What products are classified under HSN 8435
It includes Wine production machinery
HSN Sub Chapter 8435 represents Wine production machinery under GST classification. This code helps businesses identify Wine production machinery correctly for billing, taxation, and trade. With HSN Sub Chapter 8435, companies can avoid errors in invoices, simplify compliance, and enable hassle-free import/export of Wine production machinery.
GST Rate for Wine production machinery under HSN Code 8435. Understand Current Tax Rates, Exemptions, and Legal Classifications to Ensure Accurate Billing and GST Filing.
| Chapter No | HSN Code | HSN Description | New GST Rate | Old GST Rate |
|---|---|---|---|---|
| 84 | 8435 | Presses, crushers and similar machinery used in the manufacture of wine, cider, fruit juices or similar beverages | 12% | 12% |
Chapter: 84
Description: Presses, crushers and similar machinery used in the manufacture of wine, cider, fruit juices or similar beverages
Following Tariff HSN code falls under Wine production machinery:
Machinery
Machinery
Parts
Parts
It includes Wine production machinery
Some entries use MRP/weight‑based conditions for classification. Keep pack size, retail marking and brand status on records and invoice to support the chosen HSN.
Reverse charge in goods is notified only for specific categories. Most regular B2B sales of Wine production machinery are forward charge. Check the current notifications for any special cases before deciding.
Using a broad or incorrect HSN, ignoring material/form (e.g., raw vs processed), or mixing goods and services on one line. Always match wording to the HSN Notes and keep a classification working paper.
Prefer separate lines per item with its HSN so each component follows its own tax treatment. If it is a naturally bundled supply, identify the principal supply and tax the whole bundle accordingly.

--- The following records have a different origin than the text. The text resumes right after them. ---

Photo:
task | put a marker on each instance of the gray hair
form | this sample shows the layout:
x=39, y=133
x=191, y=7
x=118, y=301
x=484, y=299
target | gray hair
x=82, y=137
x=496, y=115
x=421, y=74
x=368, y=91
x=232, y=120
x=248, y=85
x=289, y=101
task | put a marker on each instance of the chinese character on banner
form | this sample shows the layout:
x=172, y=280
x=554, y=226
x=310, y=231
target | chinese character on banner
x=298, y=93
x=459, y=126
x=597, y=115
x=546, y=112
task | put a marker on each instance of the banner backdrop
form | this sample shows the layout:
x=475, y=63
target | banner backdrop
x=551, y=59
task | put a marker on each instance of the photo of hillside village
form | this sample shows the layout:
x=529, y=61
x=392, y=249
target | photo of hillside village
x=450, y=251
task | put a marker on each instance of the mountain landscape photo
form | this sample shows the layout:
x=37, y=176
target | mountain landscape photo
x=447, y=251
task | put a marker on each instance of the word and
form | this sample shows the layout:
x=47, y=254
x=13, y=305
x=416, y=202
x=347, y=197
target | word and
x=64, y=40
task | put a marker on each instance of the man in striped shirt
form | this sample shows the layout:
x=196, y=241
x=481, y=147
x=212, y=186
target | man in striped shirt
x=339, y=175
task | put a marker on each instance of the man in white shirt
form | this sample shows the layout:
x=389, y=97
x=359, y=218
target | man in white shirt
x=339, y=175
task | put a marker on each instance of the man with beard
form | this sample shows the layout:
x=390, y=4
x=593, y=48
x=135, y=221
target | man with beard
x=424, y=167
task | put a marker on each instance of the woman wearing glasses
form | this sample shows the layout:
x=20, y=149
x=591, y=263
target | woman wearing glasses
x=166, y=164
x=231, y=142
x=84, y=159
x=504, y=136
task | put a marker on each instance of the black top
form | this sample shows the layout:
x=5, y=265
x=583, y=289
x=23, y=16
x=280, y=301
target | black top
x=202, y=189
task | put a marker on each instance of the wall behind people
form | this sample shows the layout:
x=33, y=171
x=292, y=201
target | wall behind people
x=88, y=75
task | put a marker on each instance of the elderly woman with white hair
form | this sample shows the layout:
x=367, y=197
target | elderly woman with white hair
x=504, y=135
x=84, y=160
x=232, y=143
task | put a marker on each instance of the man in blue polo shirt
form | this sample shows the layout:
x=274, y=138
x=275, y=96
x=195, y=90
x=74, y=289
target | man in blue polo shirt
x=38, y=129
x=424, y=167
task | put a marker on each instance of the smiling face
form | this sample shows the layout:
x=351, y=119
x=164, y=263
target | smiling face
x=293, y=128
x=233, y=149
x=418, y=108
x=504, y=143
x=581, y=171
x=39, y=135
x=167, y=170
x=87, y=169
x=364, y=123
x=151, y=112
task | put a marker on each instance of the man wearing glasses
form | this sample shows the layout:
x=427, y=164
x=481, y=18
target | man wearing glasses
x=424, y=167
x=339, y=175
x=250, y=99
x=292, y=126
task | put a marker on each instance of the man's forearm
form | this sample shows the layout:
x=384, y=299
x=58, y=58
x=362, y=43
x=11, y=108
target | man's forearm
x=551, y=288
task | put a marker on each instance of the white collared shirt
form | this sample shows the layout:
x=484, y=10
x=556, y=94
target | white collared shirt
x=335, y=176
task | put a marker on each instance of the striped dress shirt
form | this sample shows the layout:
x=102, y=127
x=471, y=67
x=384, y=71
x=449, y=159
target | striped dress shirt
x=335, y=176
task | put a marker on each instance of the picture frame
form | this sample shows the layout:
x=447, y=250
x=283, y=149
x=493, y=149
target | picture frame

The composition scheme is optional for eligible small suppliers of goods. You cannot issue tax invoices or collect tax under composition. Check turnover limits and exclusions; evaluate margins and ITC loss before opting in.
The above does not constitute professional advice or a formal recommendation. We recommend consulting a professional tax consultant before acting on the information contained in this piece of content.